Writer Kieron Gillen, verbatim, in his latest postscript, calls this issue a "glorified dream sequence," and indeed it is. Admittedly, he referred to the first draft of this issue as such, but sadly, it fits the bill for this supposedly corrected version, too. If you aren’t highly into Britpop, or a fanatical true believer in music as a near-mythical force of cultural development drive, this will literally be an issue you’ll want to skip. Seriously – if you must, come back for Phonogram #5, but skip this. Believe it or not, you won’t miss a thing – not a single thing.

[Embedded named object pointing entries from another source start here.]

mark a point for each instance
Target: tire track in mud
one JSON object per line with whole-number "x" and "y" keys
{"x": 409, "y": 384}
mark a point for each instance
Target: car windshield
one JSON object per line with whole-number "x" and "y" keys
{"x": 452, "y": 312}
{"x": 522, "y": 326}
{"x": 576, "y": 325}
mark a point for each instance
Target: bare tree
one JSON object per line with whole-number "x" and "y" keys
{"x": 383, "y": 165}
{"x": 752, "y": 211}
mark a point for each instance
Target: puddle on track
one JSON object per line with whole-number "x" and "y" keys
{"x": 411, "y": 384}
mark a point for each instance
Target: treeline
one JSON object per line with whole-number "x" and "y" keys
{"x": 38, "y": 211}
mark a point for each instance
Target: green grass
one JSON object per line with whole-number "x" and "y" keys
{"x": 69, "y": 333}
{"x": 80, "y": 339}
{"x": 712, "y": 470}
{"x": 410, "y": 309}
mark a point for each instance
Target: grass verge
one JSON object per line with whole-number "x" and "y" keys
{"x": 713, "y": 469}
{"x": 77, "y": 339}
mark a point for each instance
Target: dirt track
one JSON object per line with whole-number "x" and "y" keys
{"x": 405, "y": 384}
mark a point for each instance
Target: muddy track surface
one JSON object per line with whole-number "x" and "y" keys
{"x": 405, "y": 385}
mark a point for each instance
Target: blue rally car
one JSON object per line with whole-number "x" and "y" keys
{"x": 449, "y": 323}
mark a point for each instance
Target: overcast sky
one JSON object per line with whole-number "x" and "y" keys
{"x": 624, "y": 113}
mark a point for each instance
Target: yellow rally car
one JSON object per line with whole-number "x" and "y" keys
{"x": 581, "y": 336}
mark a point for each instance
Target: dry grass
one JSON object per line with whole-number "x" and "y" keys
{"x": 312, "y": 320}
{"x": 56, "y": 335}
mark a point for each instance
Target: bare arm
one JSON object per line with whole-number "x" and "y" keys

Phonogram #1 showed a fair level of promise; most of its plot, calculatedly, wasn’t yet accessible by its end, not even to those in the Britpop-reference-know, not even to those who didn’t need to refer to the glossary in its back. The characters, for all their boasting of being an a-hole-this and horrible-person-that, weren’t much more than blank-slate ciphers, who self-proclaimed their complexity and darkness, but held little of either (hmmm…much like Britpop groupies). Now at issue #4 – with only two issues to go – very, very little has occurred to alter these deficiencies. Four issues have passed, two plot developments have occurred: our protagonist has been charged with a mission by a goddess (issue #1), and he now, in this issue #4, looks in the very first place to fulfill said mission. Even worse, the aforementioned small dollops of event are completely indecipherable to a Britpop layman (me), though there are one-panel, quick, here’s-what-happened lines to help us out, though how this makes for a decent comic I can’t say (and therefore won’t).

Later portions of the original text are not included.